研究の概要
風力発電ファームの発電量最大化と風車の構造的健全性(疲労荷重管理)は、本質的にトレードオフ関係にある。発電量を増やすためのウェイクステアリング(故意に風車を斜めにして下流を保護する手法)は、風車自体への荷重を増大させることがある。本研究では、複数の風車エージェントが協調して「発電量最大化」と「疲労荷重閾値の遵守」を同時に達成するマルチエージェント強化学習(MARL)フレームワークを構築した。

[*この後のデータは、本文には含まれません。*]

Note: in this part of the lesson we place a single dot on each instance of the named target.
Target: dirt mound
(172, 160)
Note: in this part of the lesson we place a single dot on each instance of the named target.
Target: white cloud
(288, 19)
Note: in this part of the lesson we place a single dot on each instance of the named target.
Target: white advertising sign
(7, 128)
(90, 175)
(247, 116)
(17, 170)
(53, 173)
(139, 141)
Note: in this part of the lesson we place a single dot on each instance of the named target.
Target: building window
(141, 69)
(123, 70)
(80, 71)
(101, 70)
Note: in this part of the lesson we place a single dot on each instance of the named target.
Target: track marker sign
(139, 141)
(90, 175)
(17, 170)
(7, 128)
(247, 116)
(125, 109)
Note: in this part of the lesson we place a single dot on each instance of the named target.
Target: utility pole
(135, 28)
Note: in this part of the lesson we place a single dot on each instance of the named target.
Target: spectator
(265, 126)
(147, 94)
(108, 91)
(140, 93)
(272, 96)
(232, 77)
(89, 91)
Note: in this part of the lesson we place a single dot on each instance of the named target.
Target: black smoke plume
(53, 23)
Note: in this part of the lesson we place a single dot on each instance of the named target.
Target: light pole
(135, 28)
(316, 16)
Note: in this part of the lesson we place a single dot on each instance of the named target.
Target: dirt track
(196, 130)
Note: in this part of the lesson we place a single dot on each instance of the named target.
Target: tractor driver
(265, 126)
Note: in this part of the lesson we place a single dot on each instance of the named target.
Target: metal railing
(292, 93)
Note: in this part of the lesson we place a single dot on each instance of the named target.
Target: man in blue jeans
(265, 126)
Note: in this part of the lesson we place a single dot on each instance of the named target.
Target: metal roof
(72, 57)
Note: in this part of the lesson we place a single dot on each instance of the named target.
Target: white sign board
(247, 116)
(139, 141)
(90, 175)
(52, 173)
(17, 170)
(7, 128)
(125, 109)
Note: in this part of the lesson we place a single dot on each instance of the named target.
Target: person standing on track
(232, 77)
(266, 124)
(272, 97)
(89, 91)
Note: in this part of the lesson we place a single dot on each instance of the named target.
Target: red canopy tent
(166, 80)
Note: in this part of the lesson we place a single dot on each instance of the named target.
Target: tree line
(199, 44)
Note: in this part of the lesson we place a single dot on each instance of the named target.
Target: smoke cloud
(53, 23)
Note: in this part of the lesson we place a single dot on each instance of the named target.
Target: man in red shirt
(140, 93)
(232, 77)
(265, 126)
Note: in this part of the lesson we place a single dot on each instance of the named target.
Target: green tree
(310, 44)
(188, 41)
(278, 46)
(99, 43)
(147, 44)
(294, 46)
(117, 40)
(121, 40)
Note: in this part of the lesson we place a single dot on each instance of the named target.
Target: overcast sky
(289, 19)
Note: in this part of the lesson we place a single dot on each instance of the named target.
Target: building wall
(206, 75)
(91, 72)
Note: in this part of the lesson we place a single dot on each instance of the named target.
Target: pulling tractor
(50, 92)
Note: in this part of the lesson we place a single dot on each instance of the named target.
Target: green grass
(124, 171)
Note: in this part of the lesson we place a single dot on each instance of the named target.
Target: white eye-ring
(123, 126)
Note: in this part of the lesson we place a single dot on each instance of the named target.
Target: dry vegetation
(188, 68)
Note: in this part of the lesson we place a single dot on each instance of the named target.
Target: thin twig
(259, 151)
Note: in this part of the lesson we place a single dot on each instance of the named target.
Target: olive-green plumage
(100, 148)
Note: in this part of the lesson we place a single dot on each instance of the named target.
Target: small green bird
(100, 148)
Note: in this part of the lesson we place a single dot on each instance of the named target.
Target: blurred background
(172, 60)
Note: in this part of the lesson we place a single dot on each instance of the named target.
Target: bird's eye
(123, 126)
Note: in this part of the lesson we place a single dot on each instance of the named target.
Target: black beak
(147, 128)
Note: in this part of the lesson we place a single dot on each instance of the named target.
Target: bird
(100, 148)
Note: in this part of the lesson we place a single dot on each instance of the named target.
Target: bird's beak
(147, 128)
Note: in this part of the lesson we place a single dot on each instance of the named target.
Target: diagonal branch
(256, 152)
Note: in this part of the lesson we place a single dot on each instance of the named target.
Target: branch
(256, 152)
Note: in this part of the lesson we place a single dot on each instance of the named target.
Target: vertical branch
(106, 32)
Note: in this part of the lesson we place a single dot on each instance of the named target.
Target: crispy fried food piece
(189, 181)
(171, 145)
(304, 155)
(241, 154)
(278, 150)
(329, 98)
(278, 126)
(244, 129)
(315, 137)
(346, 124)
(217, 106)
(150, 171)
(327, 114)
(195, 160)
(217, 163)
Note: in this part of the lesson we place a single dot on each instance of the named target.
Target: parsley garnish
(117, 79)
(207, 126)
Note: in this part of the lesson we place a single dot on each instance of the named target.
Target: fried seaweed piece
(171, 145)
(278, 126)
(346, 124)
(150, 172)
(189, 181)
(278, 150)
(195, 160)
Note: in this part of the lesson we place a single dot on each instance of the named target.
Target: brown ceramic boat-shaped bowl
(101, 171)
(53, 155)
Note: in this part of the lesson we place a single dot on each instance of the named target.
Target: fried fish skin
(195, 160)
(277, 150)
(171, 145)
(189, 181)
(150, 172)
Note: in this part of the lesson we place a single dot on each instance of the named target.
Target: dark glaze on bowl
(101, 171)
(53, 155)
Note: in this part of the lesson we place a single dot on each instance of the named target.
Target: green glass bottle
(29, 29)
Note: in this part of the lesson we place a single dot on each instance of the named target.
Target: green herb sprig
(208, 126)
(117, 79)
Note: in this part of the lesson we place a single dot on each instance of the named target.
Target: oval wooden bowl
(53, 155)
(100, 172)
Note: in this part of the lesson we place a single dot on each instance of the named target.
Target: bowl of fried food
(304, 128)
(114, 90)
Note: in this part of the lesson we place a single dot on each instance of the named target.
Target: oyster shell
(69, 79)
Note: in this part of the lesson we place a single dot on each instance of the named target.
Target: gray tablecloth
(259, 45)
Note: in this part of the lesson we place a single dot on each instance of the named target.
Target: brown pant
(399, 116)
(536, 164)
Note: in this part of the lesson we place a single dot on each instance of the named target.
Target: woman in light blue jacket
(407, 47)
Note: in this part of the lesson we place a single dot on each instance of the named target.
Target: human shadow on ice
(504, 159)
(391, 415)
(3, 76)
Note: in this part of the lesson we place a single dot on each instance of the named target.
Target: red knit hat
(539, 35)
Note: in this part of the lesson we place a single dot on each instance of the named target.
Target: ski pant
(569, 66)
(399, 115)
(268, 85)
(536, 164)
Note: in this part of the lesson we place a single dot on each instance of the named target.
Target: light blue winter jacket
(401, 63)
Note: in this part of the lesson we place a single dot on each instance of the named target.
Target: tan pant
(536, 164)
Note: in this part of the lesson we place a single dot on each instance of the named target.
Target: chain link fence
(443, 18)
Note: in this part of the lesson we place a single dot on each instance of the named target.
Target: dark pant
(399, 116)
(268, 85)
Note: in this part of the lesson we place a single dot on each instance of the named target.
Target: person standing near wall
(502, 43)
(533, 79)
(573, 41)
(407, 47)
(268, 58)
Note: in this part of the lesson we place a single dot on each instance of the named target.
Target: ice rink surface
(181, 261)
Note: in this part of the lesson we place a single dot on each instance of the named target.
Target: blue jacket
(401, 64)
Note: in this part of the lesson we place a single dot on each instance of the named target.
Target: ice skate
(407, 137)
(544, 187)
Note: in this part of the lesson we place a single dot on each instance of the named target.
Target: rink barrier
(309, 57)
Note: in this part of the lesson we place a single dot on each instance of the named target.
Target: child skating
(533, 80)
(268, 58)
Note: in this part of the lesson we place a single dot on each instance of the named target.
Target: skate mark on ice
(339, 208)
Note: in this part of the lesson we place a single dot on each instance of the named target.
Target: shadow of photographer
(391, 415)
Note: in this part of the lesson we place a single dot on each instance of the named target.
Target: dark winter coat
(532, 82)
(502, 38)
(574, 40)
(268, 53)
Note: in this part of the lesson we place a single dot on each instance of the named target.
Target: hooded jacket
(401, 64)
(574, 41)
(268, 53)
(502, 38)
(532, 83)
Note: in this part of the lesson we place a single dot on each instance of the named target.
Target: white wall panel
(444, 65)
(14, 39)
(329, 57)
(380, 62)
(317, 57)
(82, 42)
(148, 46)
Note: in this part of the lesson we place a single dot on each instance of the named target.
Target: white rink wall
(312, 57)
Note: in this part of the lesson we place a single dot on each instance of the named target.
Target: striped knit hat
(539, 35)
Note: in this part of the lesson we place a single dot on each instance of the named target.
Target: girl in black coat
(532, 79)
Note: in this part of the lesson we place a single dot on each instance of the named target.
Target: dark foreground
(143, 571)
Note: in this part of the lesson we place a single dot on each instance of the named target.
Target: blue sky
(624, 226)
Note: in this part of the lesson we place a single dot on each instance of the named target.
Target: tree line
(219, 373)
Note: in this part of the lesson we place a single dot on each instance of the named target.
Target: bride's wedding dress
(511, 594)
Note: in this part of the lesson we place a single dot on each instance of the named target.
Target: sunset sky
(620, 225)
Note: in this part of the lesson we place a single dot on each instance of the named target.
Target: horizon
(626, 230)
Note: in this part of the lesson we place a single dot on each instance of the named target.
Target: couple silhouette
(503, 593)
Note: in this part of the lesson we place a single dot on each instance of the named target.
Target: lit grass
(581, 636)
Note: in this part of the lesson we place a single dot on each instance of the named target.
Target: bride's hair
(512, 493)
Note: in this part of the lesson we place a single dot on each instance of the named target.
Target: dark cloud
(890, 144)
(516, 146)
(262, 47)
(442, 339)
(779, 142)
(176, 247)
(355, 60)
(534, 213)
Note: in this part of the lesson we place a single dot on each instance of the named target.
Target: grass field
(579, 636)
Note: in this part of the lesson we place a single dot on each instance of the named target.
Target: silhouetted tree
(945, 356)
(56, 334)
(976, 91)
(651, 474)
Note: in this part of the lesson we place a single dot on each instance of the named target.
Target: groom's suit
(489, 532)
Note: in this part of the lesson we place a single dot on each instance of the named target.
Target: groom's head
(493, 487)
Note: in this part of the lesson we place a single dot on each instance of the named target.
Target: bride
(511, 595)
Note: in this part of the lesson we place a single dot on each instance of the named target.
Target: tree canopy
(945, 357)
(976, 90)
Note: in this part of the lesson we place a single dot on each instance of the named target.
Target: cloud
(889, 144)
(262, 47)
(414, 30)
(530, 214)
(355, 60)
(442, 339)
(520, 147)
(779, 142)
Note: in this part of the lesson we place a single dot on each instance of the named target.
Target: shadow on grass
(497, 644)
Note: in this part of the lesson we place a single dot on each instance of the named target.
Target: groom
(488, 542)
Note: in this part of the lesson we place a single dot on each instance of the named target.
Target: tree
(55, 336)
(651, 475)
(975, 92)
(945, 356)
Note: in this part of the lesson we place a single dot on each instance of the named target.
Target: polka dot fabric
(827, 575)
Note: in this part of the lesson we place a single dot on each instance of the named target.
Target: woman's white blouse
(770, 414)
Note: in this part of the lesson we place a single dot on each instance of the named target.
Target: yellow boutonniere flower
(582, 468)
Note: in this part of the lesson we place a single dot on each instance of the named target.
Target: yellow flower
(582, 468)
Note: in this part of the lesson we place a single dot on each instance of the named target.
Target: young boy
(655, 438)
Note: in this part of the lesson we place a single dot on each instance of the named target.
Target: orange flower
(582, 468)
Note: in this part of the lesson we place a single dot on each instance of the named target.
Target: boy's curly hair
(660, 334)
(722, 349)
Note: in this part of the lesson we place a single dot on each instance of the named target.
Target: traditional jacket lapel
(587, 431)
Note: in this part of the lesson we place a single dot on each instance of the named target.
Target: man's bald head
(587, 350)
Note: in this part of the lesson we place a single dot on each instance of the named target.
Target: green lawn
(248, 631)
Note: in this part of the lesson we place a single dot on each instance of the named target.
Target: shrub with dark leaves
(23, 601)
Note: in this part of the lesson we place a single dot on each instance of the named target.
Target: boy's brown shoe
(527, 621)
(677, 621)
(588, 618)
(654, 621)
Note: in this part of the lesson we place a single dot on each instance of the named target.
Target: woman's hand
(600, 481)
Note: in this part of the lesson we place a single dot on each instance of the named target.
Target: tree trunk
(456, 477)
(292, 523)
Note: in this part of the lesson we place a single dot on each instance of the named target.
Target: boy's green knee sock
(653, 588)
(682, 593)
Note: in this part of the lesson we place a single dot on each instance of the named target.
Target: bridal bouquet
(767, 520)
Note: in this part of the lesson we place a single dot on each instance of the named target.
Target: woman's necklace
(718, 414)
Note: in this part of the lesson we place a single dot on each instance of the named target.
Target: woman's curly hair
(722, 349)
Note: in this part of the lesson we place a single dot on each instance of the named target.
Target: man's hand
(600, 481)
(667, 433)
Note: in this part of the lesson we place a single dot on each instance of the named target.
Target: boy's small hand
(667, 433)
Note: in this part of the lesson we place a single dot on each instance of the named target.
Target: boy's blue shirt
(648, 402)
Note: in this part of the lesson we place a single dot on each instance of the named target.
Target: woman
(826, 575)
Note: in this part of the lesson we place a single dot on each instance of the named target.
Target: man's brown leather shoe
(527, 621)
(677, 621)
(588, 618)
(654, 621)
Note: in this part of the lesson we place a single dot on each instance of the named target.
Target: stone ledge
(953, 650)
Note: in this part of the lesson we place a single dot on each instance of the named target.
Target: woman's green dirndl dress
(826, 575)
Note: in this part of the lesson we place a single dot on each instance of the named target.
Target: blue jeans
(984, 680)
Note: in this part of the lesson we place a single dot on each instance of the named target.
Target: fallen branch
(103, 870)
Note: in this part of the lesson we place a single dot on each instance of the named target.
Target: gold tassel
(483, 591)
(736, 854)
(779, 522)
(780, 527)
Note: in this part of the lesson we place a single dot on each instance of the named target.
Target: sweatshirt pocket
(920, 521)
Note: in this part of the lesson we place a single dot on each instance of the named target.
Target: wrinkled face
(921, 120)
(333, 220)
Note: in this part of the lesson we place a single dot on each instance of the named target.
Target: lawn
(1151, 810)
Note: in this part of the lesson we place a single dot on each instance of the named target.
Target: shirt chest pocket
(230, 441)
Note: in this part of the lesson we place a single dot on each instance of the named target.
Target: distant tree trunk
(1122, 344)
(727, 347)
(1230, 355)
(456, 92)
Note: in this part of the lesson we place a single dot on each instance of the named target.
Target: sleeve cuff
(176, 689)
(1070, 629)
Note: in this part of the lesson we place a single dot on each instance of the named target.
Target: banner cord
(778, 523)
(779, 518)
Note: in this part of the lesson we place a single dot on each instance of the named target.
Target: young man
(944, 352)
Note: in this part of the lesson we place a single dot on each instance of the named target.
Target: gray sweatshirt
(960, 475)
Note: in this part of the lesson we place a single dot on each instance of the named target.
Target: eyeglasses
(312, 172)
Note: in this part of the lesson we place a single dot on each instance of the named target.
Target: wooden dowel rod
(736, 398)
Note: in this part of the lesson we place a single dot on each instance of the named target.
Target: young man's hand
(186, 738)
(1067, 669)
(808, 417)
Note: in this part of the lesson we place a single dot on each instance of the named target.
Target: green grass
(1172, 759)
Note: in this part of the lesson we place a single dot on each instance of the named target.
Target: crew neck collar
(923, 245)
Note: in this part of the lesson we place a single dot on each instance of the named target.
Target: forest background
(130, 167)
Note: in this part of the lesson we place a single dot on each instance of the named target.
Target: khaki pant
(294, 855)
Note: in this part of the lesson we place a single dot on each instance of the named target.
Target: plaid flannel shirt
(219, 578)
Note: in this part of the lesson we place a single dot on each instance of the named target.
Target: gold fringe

Independent Soft Actor-Critic(ISAC)アーキテクチャにDynamic Wake Meandering(DWM)流体ソルバーと連動したサロゲートモデルを組み合わせ、リアルタイムでDamage Equivalent Loads(DEL)を推定しながら各タービンを制御する。ベースライン比較において、DELの増加を10%・20%・30%以内に抑えながら発電量を最大化するシナリオを検証した。
主な発見・成果
- MARLエージェントが協調戦略を自律的に学習し、発電量最大化と荷重制約の遵守を同時達成
- 設定した荷重閾値(ベースライン比+10%〜+30%)の範囲内で制御を実行
- 荷重制約なし設定との比較で、制約付きエージェントが安全かつ効果的な制御を実現
- WindGym環境とDYNAMIKSフローソルバーによる現実的なシミュレーションで検証済み
- Torque 2026国際会議(Journal of Physics: Conference Series)採択済み
実務への応用
風力発電事業者の実務において「発電量を増やしたいが風車の寿命を縮めたくない」というジレンマは根本的な課題である。本研究は、AI制御が発電量と機械的健全性のバランスを定量的に管理できることを示しており、O&M(運転・保守)コストを考慮した総合的な収益最適化への応用が期待される。特に洋上風力では保守アクセスが制限されるため、疲労荷重管理の重要性はさらに高い。